Data centres: Hyperscale and digitally transformed
Australian companies are relying increasingly on service providers to provide data center facilities for them, with IDC forecasting that 37% of data center compute capacity will be installed in hyperscale data centers this year.
The analyst firm is also forecasting that 29% of digital transformation spend globally, will go into the data center.
IDC says yesterday's infrastructure no longer cuts it for data centers, with 'exponential' ICT growth and new data center demands putting 'tremendous' pressure on traditional IT systems in Australia.

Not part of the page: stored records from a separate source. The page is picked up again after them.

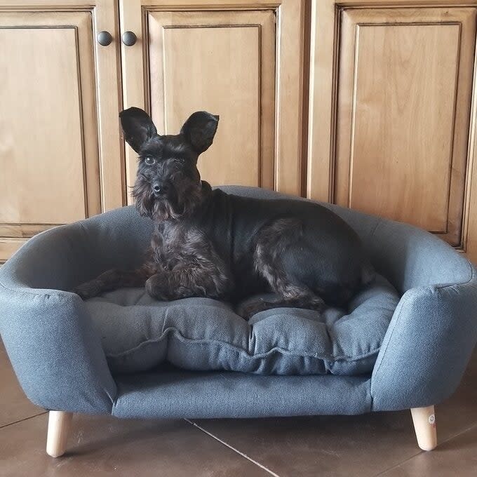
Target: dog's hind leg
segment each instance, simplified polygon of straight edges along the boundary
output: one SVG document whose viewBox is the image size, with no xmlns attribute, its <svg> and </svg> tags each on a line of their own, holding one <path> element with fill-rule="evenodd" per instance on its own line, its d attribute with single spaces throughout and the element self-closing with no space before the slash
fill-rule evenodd
<svg viewBox="0 0 477 477">
<path fill-rule="evenodd" d="M 154 273 L 154 270 L 147 266 L 130 271 L 108 270 L 94 280 L 77 286 L 73 293 L 86 300 L 117 288 L 143 287 L 147 278 Z"/>
<path fill-rule="evenodd" d="M 290 247 L 296 247 L 302 233 L 301 222 L 295 218 L 278 219 L 258 233 L 253 257 L 255 270 L 280 298 L 273 302 L 260 300 L 248 304 L 241 310 L 244 318 L 271 308 L 323 311 L 325 306 L 323 300 L 296 277 L 293 279 L 283 264 L 284 255 Z"/>
</svg>

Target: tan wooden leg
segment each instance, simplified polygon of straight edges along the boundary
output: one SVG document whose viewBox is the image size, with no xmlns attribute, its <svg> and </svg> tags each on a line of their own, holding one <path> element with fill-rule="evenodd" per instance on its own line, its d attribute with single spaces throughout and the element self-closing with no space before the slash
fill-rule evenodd
<svg viewBox="0 0 477 477">
<path fill-rule="evenodd" d="M 59 457 L 65 454 L 72 417 L 72 412 L 50 411 L 46 453 L 52 457 Z"/>
<path fill-rule="evenodd" d="M 417 444 L 422 450 L 432 450 L 437 445 L 434 406 L 411 409 Z"/>
</svg>

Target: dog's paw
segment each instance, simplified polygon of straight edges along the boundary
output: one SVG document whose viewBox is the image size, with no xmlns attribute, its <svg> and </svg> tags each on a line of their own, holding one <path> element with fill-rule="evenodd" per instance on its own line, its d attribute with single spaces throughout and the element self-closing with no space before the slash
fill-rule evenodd
<svg viewBox="0 0 477 477">
<path fill-rule="evenodd" d="M 146 291 L 148 295 L 156 300 L 163 302 L 172 300 L 172 297 L 168 290 L 166 290 L 164 285 L 166 280 L 161 274 L 156 274 L 146 281 Z"/>
<path fill-rule="evenodd" d="M 83 300 L 93 298 L 99 293 L 99 287 L 94 282 L 87 282 L 78 285 L 72 290 L 73 293 L 79 295 Z"/>
</svg>

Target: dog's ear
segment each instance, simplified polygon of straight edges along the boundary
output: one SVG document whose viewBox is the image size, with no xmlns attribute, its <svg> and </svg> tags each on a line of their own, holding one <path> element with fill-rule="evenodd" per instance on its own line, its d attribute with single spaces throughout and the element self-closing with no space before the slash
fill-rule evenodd
<svg viewBox="0 0 477 477">
<path fill-rule="evenodd" d="M 141 146 L 157 134 L 157 130 L 149 114 L 138 107 L 130 107 L 119 113 L 124 139 L 137 153 Z"/>
<path fill-rule="evenodd" d="M 197 111 L 184 123 L 180 133 L 200 154 L 210 147 L 218 124 L 218 116 L 206 111 Z"/>
</svg>

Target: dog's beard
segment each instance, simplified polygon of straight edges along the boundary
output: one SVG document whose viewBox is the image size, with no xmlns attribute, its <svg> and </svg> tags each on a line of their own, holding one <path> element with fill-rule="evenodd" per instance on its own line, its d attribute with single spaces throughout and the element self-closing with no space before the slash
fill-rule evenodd
<svg viewBox="0 0 477 477">
<path fill-rule="evenodd" d="M 171 190 L 166 197 L 156 197 L 150 183 L 138 178 L 133 189 L 133 197 L 139 213 L 156 221 L 177 220 L 190 215 L 201 201 L 200 182 L 177 180 Z"/>
</svg>

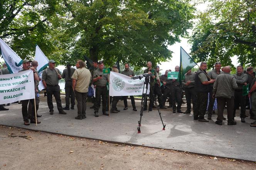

The company says more than 60% of enterprise IT organisations are committing to multicloud architectures by 2018 on the back of market drivers such as digital transformation, as-a-service models and requirements for operational efficiency, including greater use of automation.
"In addition, we are seeing a shift in the ownership model," says IDC research director Annemarie Kikos.
"Enterprises are building fewer data centers and are relying on service providers to provide data center services from their newly built facilities.
IDC says it expects the traditional IT on-premise market to reduced by 50% in 2020, with enterprises instead looking to private cloud on/off premises, as well as public cloud off premises.
"Digital disruption is real in that 75% of top 500 S-P companies will be replaced by 2027 unless they become digitally astute and increase DX spending throughout their organisation," Kikos says.
She says this applies especially in the data center, where IDC is forecasting 29% of the global DX spend will go.